The system is decentralized, all nodes are worker nodes.
The entire scheduling component is based on Quartz(job-store = MySQL). Users set the scheduling cron
for workflows through the UI, Quartz triggers scheduling and add workflow to the PriorityQueue in
memory waiting for execution. Refer to the code in com.flink.platform.web.quartz.JobFlowRunner.
MySQL holds all info about jobs, users, resources, schedules, etc.
HDFS holds resource files uploaded by users, in the future I will also store job logs to hdfs.
In order to keep the system simple, I'm not using components like zookeeper to guarantee system
fault tolerance. All instances of flink-platform-web communicate with MySQL, so I want to use
MySQL to complete system fault tolerance.
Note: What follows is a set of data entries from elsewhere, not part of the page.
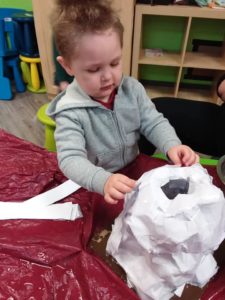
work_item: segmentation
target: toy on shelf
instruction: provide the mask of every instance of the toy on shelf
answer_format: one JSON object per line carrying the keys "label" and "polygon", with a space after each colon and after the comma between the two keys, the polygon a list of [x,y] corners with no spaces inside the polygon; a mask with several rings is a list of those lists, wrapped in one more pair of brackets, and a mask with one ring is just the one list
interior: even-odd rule
{"label": "toy on shelf", "polygon": [[210,8],[225,8],[224,0],[195,0],[199,6],[208,6]]}

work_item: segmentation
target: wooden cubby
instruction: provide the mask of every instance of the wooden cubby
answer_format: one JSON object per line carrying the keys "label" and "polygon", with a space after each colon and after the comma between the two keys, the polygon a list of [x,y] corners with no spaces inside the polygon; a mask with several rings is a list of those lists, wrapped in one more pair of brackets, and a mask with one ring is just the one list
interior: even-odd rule
{"label": "wooden cubby", "polygon": [[[148,43],[151,45],[151,38],[154,39],[154,28],[151,28],[151,19],[156,20],[156,18],[165,18],[168,23],[168,28],[165,26],[165,33],[161,33],[162,36],[167,38],[175,39],[175,34],[173,36],[173,31],[179,33],[180,45],[177,49],[171,49],[170,47],[164,46],[162,49],[162,56],[152,56],[147,57],[144,53],[143,44],[143,30],[146,20],[148,20]],[[196,26],[196,23],[200,22],[200,27]],[[193,36],[198,39],[203,40],[207,37],[207,29],[204,27],[210,27],[210,22],[219,22],[218,26],[220,30],[220,36],[222,37],[221,46],[217,48],[218,53],[213,53],[207,50],[202,50],[198,52],[193,52],[190,50],[190,43]],[[150,25],[149,25],[150,24]],[[171,25],[172,24],[172,25]],[[154,27],[154,26],[153,26]],[[210,29],[211,30],[211,29]],[[211,32],[217,38],[218,32]],[[170,37],[171,34],[171,37]],[[171,96],[171,97],[186,97],[195,100],[204,100],[217,102],[216,94],[216,81],[218,77],[225,72],[225,9],[211,9],[207,7],[197,7],[197,6],[183,6],[183,5],[144,5],[137,4],[135,6],[135,20],[134,20],[134,37],[133,37],[133,54],[132,54],[132,72],[131,75],[139,80],[141,80],[141,68],[149,68],[149,73],[154,70],[154,68],[159,68],[161,73],[164,71],[171,70],[172,73],[175,72],[175,80],[170,85],[163,86],[162,82],[160,85],[150,84],[150,96]],[[146,39],[146,38],[145,38]],[[162,48],[162,41],[154,43],[153,47]],[[162,43],[161,43],[162,42]],[[173,42],[173,41],[172,41]],[[212,84],[209,90],[192,88],[191,91],[186,91],[182,86],[182,76],[187,69],[198,69],[204,70],[206,74],[212,72]],[[163,71],[164,70],[164,71]],[[150,82],[150,81],[149,81]],[[148,90],[148,86],[146,85]]]}

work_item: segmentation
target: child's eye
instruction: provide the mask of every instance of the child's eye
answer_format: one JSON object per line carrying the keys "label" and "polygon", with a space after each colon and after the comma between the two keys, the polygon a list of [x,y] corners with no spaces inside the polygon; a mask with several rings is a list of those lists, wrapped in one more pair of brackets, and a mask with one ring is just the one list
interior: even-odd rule
{"label": "child's eye", "polygon": [[99,68],[95,68],[95,69],[88,69],[87,72],[88,73],[96,73],[99,71]]}
{"label": "child's eye", "polygon": [[111,67],[116,67],[119,65],[119,61],[115,61],[111,63]]}

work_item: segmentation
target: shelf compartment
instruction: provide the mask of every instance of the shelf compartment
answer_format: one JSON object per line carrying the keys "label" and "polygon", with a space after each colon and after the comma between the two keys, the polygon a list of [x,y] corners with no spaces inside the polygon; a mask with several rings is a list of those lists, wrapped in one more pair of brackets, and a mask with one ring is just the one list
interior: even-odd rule
{"label": "shelf compartment", "polygon": [[186,17],[143,15],[141,48],[182,52],[187,23]]}
{"label": "shelf compartment", "polygon": [[213,97],[213,92],[211,90],[204,90],[198,88],[179,88],[177,98],[204,101],[215,103],[217,99]]}
{"label": "shelf compartment", "polygon": [[142,15],[156,16],[181,16],[203,19],[224,20],[223,9],[211,9],[209,7],[198,7],[191,5],[149,5],[137,4],[136,10]]}
{"label": "shelf compartment", "polygon": [[146,84],[145,89],[150,99],[158,97],[174,97],[173,86],[157,86],[154,84]]}
{"label": "shelf compartment", "polygon": [[225,58],[216,54],[187,52],[184,57],[183,67],[225,70]]}
{"label": "shelf compartment", "polygon": [[143,82],[155,82],[165,84],[175,84],[177,81],[179,68],[160,65],[140,65],[139,79]]}
{"label": "shelf compartment", "polygon": [[172,52],[163,52],[162,56],[146,56],[144,50],[140,51],[139,64],[143,65],[162,65],[179,67],[181,65],[181,54]]}
{"label": "shelf compartment", "polygon": [[[209,51],[217,51],[216,48],[212,48],[214,42],[223,42],[225,38],[225,10],[224,19],[202,19],[194,18],[191,22],[190,32],[188,36],[187,51],[193,51],[193,47],[207,48]],[[198,45],[194,44],[193,41],[198,40]],[[201,40],[203,44],[201,45]],[[210,45],[211,44],[211,45]],[[214,45],[215,46],[215,45]],[[210,49],[211,48],[211,49]],[[196,49],[197,51],[197,49]]]}
{"label": "shelf compartment", "polygon": [[[173,86],[157,86],[154,84],[145,84],[145,89],[150,99],[157,97],[172,97],[174,98],[174,87]],[[207,101],[215,103],[213,93],[210,90],[203,90],[198,88],[183,88],[180,87],[177,98],[196,100],[196,101]],[[169,100],[169,99],[168,99]]]}

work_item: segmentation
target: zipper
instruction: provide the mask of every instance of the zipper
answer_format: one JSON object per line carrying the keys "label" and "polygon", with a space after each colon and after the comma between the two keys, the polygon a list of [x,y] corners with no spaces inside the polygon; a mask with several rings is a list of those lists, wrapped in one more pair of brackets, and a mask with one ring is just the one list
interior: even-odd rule
{"label": "zipper", "polygon": [[121,128],[119,126],[119,122],[118,122],[116,113],[114,111],[111,111],[111,114],[112,114],[112,119],[113,119],[113,122],[115,124],[115,127],[117,128],[119,144],[120,144],[120,147],[121,147],[121,159],[122,159],[123,165],[125,165],[126,164],[126,161],[125,161],[125,147],[124,147],[125,143],[123,141],[123,134],[121,132]]}

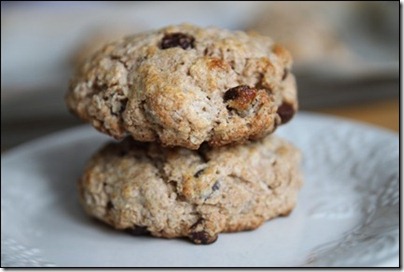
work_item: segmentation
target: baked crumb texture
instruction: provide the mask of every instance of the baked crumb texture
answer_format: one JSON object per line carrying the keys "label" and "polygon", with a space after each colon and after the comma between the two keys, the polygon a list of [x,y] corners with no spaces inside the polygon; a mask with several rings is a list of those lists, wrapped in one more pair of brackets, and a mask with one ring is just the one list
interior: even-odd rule
{"label": "baked crumb texture", "polygon": [[289,52],[270,38],[183,24],[105,45],[69,109],[116,139],[198,149],[260,139],[297,111]]}
{"label": "baked crumb texture", "polygon": [[127,137],[88,162],[78,187],[88,214],[116,229],[209,244],[288,215],[300,153],[269,135],[245,145],[162,148]]}

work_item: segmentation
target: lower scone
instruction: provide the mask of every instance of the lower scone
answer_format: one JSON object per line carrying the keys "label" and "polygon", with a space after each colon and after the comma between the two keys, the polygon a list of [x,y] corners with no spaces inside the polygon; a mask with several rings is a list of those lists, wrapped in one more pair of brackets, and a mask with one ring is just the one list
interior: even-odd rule
{"label": "lower scone", "polygon": [[252,230],[288,215],[302,184],[299,163],[300,152],[274,135],[199,150],[126,138],[89,161],[80,201],[116,229],[209,244],[220,232]]}

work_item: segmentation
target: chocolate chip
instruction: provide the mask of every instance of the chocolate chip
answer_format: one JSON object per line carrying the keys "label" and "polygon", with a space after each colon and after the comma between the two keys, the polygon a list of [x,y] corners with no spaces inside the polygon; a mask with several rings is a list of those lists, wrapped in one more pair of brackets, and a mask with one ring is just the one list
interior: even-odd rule
{"label": "chocolate chip", "polygon": [[161,49],[181,47],[182,49],[194,48],[195,38],[184,33],[166,34],[161,40]]}
{"label": "chocolate chip", "polygon": [[228,109],[246,110],[257,96],[257,89],[240,85],[227,90],[223,101],[228,102]]}
{"label": "chocolate chip", "polygon": [[217,235],[212,237],[206,231],[197,231],[191,233],[191,240],[195,244],[207,245],[216,242]]}
{"label": "chocolate chip", "polygon": [[217,191],[220,189],[219,181],[216,181],[215,184],[212,186],[212,191]]}
{"label": "chocolate chip", "polygon": [[283,69],[282,81],[286,79],[286,77],[288,76],[288,74],[289,74],[289,70],[286,69],[286,68]]}
{"label": "chocolate chip", "polygon": [[135,236],[150,234],[150,231],[147,230],[146,226],[134,225],[133,228],[126,229],[126,231]]}
{"label": "chocolate chip", "polygon": [[293,115],[295,115],[295,110],[291,104],[283,102],[278,108],[277,113],[281,117],[282,124],[285,124],[292,119]]}
{"label": "chocolate chip", "polygon": [[228,100],[234,100],[237,97],[239,97],[240,93],[244,90],[249,89],[250,87],[246,85],[240,85],[231,89],[228,89],[223,96],[224,102],[227,102]]}
{"label": "chocolate chip", "polygon": [[196,172],[196,173],[194,174],[194,178],[198,178],[198,177],[203,173],[203,171],[205,171],[205,169],[201,169],[201,170],[199,170],[198,172]]}

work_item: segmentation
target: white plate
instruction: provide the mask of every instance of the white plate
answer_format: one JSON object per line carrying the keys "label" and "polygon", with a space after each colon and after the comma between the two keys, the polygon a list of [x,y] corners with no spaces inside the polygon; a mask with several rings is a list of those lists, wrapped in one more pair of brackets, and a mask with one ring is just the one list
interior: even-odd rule
{"label": "white plate", "polygon": [[129,236],[83,213],[76,180],[108,140],[94,129],[20,146],[1,160],[1,265],[398,266],[397,134],[303,113],[278,134],[304,154],[296,209],[209,246]]}

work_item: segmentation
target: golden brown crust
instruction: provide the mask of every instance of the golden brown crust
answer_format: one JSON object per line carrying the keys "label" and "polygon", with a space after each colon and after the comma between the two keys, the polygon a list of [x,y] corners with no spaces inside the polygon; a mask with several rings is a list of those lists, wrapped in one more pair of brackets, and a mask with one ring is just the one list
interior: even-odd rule
{"label": "golden brown crust", "polygon": [[[170,26],[104,46],[77,71],[66,103],[117,139],[189,149],[243,143],[275,130],[284,101],[297,110],[293,75],[284,77],[290,68],[290,55],[269,38]],[[243,85],[256,91],[224,101]]]}

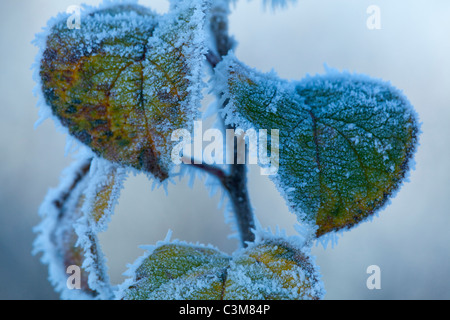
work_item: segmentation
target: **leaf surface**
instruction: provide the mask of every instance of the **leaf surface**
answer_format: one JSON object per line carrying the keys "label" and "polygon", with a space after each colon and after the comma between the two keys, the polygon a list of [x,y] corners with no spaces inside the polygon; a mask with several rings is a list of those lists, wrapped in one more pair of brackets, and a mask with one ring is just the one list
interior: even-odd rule
{"label": "leaf surface", "polygon": [[131,300],[320,299],[320,276],[310,258],[283,239],[227,256],[217,249],[163,244],[134,271],[123,291]]}
{"label": "leaf surface", "polygon": [[388,83],[336,71],[287,82],[232,57],[217,73],[228,123],[279,130],[273,180],[317,236],[358,224],[399,188],[419,129],[408,100]]}
{"label": "leaf surface", "polygon": [[190,129],[201,100],[203,7],[179,3],[164,16],[131,4],[90,11],[79,30],[60,19],[40,65],[45,101],[71,135],[160,181],[170,132]]}
{"label": "leaf surface", "polygon": [[42,253],[42,262],[48,265],[49,279],[63,299],[92,299],[97,292],[88,284],[88,273],[81,269],[81,290],[66,286],[69,266],[81,267],[85,261],[83,248],[77,246],[78,235],[74,225],[83,216],[83,190],[88,183],[87,174],[92,159],[73,163],[63,174],[57,189],[50,190],[40,206],[41,223],[34,241],[34,253]]}

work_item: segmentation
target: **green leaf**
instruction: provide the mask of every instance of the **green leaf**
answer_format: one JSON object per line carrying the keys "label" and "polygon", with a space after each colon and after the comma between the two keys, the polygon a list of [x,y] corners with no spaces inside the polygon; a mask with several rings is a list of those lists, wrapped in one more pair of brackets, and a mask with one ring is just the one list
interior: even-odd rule
{"label": "green leaf", "polygon": [[170,132],[198,117],[204,57],[199,2],[159,16],[138,5],[88,11],[51,28],[40,78],[47,105],[97,155],[152,173],[171,168]]}
{"label": "green leaf", "polygon": [[162,245],[137,268],[124,299],[218,299],[228,261],[211,248]]}
{"label": "green leaf", "polygon": [[310,258],[283,239],[263,240],[232,257],[216,249],[163,244],[138,260],[126,300],[320,299]]}
{"label": "green leaf", "polygon": [[272,178],[318,237],[358,224],[399,188],[419,129],[408,100],[388,83],[336,71],[287,82],[233,57],[217,74],[228,123],[279,130]]}

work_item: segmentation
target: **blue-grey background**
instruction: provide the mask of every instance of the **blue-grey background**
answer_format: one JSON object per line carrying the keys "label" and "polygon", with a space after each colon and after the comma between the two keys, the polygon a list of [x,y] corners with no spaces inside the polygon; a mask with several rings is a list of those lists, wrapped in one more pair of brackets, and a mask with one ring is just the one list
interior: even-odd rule
{"label": "blue-grey background", "polygon": [[[97,4],[92,0],[90,4]],[[416,170],[372,222],[344,233],[332,249],[315,247],[327,299],[450,298],[450,2],[446,0],[299,0],[287,10],[264,10],[262,1],[233,7],[236,55],[262,71],[301,79],[339,70],[390,80],[401,88],[423,122]],[[0,299],[57,299],[47,269],[31,255],[37,210],[71,159],[65,137],[51,121],[37,120],[30,42],[46,21],[76,0],[0,2]],[[166,1],[146,0],[159,12]],[[369,5],[381,9],[381,30],[366,27]],[[289,234],[296,222],[267,177],[250,170],[250,193],[263,226]],[[109,230],[100,236],[114,283],[126,264],[173,230],[173,237],[211,243],[231,253],[219,197],[208,197],[201,181],[183,180],[151,191],[146,178],[130,177]],[[381,290],[368,290],[366,269],[381,268]]]}

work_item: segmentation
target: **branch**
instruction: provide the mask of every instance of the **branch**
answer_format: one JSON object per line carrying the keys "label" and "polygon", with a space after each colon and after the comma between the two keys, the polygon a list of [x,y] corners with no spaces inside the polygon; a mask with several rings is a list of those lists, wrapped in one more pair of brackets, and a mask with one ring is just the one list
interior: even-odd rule
{"label": "branch", "polygon": [[220,169],[216,166],[205,164],[205,163],[201,163],[201,164],[195,163],[194,159],[188,159],[186,157],[183,157],[182,159],[183,159],[183,163],[194,166],[197,169],[200,169],[202,171],[205,171],[206,173],[209,173],[209,174],[215,176],[217,179],[219,179],[219,181],[222,184],[224,184],[225,180],[227,179],[227,174],[222,169]]}
{"label": "branch", "polygon": [[206,57],[206,61],[208,61],[209,65],[213,69],[219,64],[219,62],[221,60],[221,58],[218,55],[216,55],[214,52],[212,52],[211,50],[209,50],[206,53],[205,57]]}
{"label": "branch", "polygon": [[[215,50],[210,50],[206,55],[206,59],[212,69],[228,54],[235,44],[234,40],[228,35],[228,15],[230,13],[228,6],[229,3],[227,0],[218,0],[214,2],[214,6],[210,11],[209,24],[214,37]],[[221,97],[219,96],[218,98]],[[224,127],[227,129],[236,129],[234,126],[225,125],[225,123]],[[247,152],[247,146],[245,152]],[[237,144],[234,145],[234,159],[236,160],[236,158]],[[246,165],[232,164],[230,173],[225,176],[222,175],[223,172],[219,174],[209,166],[197,165],[197,167],[215,174],[220,179],[225,190],[227,190],[236,216],[241,244],[243,247],[246,247],[247,242],[253,242],[255,240],[255,235],[252,232],[252,229],[255,228],[255,222],[247,191]]]}
{"label": "branch", "polygon": [[[235,150],[236,152],[236,150]],[[193,159],[190,162],[187,158],[183,158],[184,163],[202,170],[216,177],[222,184],[222,187],[228,192],[233,210],[236,215],[239,233],[241,235],[242,245],[245,247],[246,242],[253,242],[254,234],[251,231],[255,227],[253,221],[253,213],[250,205],[250,198],[247,191],[246,166],[243,164],[231,165],[230,174],[226,174],[222,169],[209,164],[196,164]]]}
{"label": "branch", "polygon": [[214,45],[220,59],[228,54],[235,42],[228,35],[228,0],[216,0],[210,9],[209,26],[214,37]]}

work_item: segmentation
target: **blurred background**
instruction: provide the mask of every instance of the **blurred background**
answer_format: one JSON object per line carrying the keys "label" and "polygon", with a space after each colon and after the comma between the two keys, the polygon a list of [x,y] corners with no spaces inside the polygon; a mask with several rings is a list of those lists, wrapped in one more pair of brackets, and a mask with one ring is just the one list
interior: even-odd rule
{"label": "blurred background", "polygon": [[[58,299],[47,268],[32,256],[33,226],[48,188],[63,168],[65,137],[49,120],[37,129],[30,42],[46,21],[76,0],[0,2],[0,299]],[[96,5],[98,0],[89,4]],[[158,12],[166,1],[141,4]],[[367,8],[380,8],[381,29],[370,30]],[[450,2],[446,0],[299,0],[273,12],[262,1],[240,0],[232,8],[236,55],[261,71],[286,79],[323,73],[323,64],[389,80],[415,106],[422,124],[416,169],[391,205],[372,222],[345,232],[334,248],[313,248],[326,299],[450,298]],[[258,220],[295,234],[289,213],[267,177],[250,168],[249,189]],[[126,264],[143,254],[142,244],[173,238],[211,243],[231,253],[237,247],[224,223],[220,196],[208,196],[202,181],[187,180],[151,191],[143,176],[130,177],[112,222],[100,240],[114,283]],[[369,290],[366,269],[381,269],[381,289]]]}

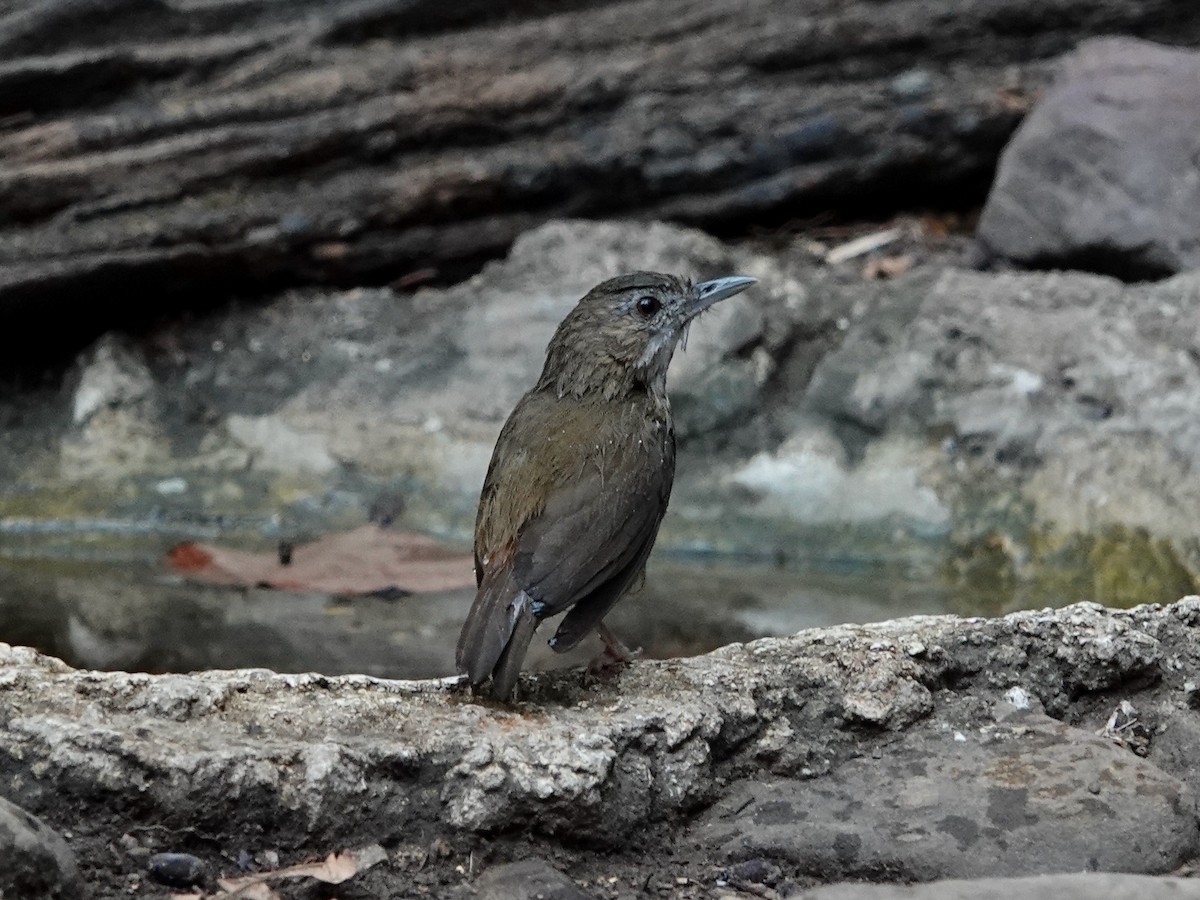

Currently, You can restart/add flink-platform-web
instances arbitrarily, this won't affect the execution of workflows, the unfinished workflow will be
reloaded and executed after the flink-platfrom-web node restarted, refer to the code
in com.flink.platform.web.service.InitJobFlowScheduler.
For scaling operations, currently, you must migrate unfinished workflows to
other flink-platform-web instances (Change host ip in table: t_job_flow_run and restart the target
instance), I will implement auto migration rely on MySQL in the future.